Reminders for Market Sanity

Following the stock market's steep decline on November 20, Paul Larson, an equities strategist at Morningstar, penned the article "Five Reminders for Market Sanity."  As follows is an excerpt:

It has been yet another very rough day to be an investor in stocks, with the S&P down another 7% today and approaching a 50% loss for the year.  Let's not mince words.  This is literally the worst market crash since the Great Depression.  We've been living with the incessant volatility and downward movement in the markets for months now, and I am at loss for words that I have not already uttered several times before.  Here is what I keep reminding myself while trying to keep my head in this difficult time...

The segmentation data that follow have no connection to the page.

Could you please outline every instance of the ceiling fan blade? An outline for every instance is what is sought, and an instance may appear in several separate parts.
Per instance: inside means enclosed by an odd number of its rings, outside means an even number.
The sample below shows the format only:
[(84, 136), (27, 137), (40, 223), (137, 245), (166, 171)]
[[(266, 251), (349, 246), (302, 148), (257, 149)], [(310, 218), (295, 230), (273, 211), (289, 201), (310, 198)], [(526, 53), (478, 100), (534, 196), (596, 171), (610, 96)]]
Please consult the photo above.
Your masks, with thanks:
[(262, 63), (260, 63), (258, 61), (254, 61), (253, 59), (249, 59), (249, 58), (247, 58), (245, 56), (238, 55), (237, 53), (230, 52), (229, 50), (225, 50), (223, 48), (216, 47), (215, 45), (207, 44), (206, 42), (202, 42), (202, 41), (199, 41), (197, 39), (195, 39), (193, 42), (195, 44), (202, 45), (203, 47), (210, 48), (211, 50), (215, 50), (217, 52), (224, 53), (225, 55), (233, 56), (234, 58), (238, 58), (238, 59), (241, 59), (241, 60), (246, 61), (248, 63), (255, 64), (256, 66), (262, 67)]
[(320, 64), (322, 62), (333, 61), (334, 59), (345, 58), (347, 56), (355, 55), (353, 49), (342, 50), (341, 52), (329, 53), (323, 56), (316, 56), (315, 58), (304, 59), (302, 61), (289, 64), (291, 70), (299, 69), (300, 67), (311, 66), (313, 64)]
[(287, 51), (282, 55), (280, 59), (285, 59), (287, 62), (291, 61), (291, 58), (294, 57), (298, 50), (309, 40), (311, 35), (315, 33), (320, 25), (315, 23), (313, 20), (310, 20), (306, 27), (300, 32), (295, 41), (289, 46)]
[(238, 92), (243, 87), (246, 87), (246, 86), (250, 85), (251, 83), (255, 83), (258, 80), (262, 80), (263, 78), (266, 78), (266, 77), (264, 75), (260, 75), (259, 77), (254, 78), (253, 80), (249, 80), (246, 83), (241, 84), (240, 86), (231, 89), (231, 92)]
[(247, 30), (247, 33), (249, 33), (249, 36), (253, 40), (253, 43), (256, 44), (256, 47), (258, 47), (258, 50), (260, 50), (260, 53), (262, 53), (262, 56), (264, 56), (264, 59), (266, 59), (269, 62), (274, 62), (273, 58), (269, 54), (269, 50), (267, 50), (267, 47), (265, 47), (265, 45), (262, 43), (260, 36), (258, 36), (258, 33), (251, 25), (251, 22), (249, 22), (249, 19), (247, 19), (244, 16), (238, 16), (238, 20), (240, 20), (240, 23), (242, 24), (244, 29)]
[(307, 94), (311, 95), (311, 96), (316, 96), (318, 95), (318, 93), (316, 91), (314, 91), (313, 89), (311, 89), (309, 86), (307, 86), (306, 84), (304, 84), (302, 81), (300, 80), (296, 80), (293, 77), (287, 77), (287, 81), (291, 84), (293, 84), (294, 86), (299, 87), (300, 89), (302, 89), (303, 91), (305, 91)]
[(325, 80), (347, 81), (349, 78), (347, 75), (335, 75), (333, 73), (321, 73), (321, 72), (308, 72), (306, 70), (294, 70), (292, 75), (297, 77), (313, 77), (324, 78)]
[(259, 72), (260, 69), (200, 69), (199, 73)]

  1. The market is inherently volatile, and there is no telling when the volatility is going to stop (or where the bottom is).  Only invest money that you will not need for a couple of years.

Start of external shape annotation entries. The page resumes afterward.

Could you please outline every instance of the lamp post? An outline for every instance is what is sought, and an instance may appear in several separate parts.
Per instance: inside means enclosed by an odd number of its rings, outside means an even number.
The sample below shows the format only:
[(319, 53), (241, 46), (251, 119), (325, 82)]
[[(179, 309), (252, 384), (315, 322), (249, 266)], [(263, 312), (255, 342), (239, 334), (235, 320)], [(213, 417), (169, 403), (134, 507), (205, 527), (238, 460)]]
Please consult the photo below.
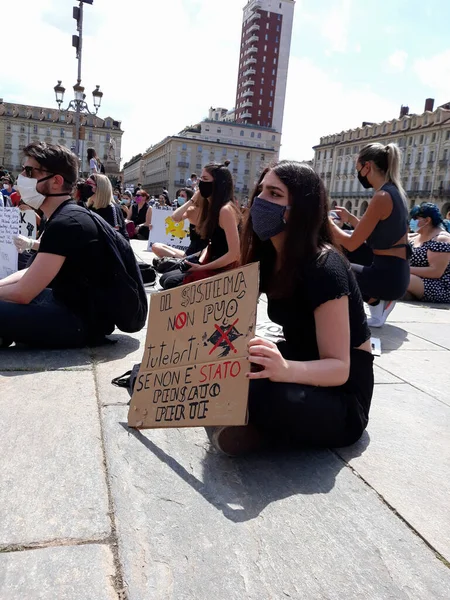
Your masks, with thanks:
[[(75, 111), (75, 154), (80, 158), (80, 129), (81, 129), (81, 113), (86, 112), (90, 115), (96, 115), (100, 105), (102, 103), (103, 92), (100, 91), (100, 86), (97, 85), (95, 90), (92, 92), (94, 110), (91, 111), (86, 102), (86, 94), (84, 93), (84, 87), (81, 85), (81, 56), (83, 49), (83, 4), (92, 4), (93, 0), (80, 0), (80, 5), (73, 8), (73, 18), (77, 22), (78, 35), (72, 36), (72, 46), (76, 48), (76, 57), (78, 60), (78, 77), (77, 82), (73, 86), (74, 98), (70, 100), (67, 108), (63, 110)], [(55, 90), (56, 102), (59, 110), (64, 101), (64, 93), (66, 88), (63, 87), (61, 80), (53, 88)], [(80, 161), (81, 166), (81, 161)]]

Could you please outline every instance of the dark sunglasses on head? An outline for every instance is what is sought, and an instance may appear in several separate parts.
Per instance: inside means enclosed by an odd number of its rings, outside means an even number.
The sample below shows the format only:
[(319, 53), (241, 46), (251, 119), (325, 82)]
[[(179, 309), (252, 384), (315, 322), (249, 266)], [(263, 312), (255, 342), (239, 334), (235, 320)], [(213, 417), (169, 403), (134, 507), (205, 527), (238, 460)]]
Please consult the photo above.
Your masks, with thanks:
[(33, 177), (33, 171), (40, 171), (41, 173), (51, 173), (47, 169), (39, 169), (38, 167), (22, 167), (22, 171), (25, 171), (26, 177)]

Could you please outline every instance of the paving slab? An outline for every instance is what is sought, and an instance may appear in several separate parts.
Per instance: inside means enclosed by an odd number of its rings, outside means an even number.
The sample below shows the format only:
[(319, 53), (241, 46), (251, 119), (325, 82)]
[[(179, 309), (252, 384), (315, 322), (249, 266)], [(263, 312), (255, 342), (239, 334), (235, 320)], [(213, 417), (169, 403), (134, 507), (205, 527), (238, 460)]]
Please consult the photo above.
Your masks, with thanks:
[(448, 600), (450, 571), (330, 451), (240, 460), (102, 411), (129, 599)]
[(376, 357), (378, 366), (450, 406), (450, 355), (446, 350), (404, 350)]
[(375, 386), (361, 440), (338, 454), (450, 562), (450, 407), (408, 384)]
[(70, 350), (36, 350), (23, 345), (0, 350), (0, 369), (3, 371), (56, 371), (91, 368), (89, 348)]
[(0, 390), (0, 548), (109, 535), (93, 373), (0, 373)]
[(441, 350), (450, 350), (450, 323), (405, 323), (402, 327), (415, 336), (440, 346)]
[(388, 323), (450, 323), (449, 304), (397, 302)]
[(88, 544), (0, 554), (4, 600), (117, 600), (108, 546)]
[[(376, 360), (376, 359), (375, 359)], [(375, 384), (404, 383), (401, 379), (385, 371), (378, 365), (373, 365)]]

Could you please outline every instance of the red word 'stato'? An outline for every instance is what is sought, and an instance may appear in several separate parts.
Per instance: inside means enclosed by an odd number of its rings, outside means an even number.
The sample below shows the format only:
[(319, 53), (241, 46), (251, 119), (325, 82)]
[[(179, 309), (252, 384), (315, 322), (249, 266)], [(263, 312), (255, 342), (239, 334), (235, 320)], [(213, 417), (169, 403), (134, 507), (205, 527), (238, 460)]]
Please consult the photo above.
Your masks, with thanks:
[(215, 379), (225, 379), (226, 377), (237, 377), (241, 372), (241, 363), (237, 360), (225, 360), (219, 364), (203, 365), (200, 369), (202, 379), (200, 383), (205, 381), (214, 381)]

  2. We are in a recession--one that is going to be more severe and protracted than average.  However, that does not mean the end of the world.  Our country has lived through many recessions before, and we will live through this one, too.

  3. The intrinsic value of a stock is the value of the discounted cash flow the underlying business will generate in coming years.  The cash flows of our companies are not anywhere close to as volatile as stocks have been recently.

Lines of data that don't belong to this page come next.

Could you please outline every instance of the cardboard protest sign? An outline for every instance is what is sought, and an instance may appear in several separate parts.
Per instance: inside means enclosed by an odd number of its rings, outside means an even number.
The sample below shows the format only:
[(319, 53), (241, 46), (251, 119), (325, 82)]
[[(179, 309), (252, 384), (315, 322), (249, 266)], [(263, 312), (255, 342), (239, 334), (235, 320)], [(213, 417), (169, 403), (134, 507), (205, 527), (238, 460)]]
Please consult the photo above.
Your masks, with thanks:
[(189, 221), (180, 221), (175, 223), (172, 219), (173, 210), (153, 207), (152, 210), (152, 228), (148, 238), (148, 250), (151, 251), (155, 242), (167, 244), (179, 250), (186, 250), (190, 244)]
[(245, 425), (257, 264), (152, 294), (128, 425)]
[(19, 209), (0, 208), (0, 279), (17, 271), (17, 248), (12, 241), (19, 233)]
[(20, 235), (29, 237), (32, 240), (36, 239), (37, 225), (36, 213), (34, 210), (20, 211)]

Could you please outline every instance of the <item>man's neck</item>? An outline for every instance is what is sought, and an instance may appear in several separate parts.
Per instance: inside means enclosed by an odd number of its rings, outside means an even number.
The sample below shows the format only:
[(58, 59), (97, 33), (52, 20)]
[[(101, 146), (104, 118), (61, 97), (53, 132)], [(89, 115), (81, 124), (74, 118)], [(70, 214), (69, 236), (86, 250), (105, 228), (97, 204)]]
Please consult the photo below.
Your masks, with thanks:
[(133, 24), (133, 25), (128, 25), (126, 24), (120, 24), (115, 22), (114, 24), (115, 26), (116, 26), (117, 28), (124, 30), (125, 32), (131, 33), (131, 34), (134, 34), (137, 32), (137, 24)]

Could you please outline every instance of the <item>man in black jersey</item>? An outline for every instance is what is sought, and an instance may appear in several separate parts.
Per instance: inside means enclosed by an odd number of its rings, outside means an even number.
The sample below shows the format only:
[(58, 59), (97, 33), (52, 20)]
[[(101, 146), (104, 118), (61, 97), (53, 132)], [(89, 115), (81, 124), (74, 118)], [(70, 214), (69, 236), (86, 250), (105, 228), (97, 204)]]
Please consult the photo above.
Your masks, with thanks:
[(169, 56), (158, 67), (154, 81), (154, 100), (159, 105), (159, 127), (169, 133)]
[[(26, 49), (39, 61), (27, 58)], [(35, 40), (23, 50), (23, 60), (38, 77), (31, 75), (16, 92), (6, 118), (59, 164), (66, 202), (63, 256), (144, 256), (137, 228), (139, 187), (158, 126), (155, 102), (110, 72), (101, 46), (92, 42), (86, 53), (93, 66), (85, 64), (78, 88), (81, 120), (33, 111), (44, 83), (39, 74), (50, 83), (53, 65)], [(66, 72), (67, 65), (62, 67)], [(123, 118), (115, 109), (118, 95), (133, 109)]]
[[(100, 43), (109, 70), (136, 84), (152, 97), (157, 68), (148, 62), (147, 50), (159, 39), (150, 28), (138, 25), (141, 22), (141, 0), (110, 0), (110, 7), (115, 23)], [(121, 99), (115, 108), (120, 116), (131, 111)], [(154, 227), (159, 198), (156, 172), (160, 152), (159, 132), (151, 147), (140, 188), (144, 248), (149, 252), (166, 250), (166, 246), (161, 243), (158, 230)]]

  4. While our companies are dealing with the recession and we are likely to see a material contraction in earnings in the coming quarters, this does not mean that the companies are in permanent decline.  The market likes to extrapolate recent short-term trends, but those extrapolations lead to wrong conclusions in periods like this.

  5. All the evidence I have points to the fact that very many stocks are ridiculously cheap, assuming we are not headed toward Great Depression Part Two.  (An assumption I'm willing to make, given the massive and global government stimulus being applied.)  As I've said before, valuation ratios in the modern stock market have never been this low without high inflation, and inflation is the last of our concerns at this moment.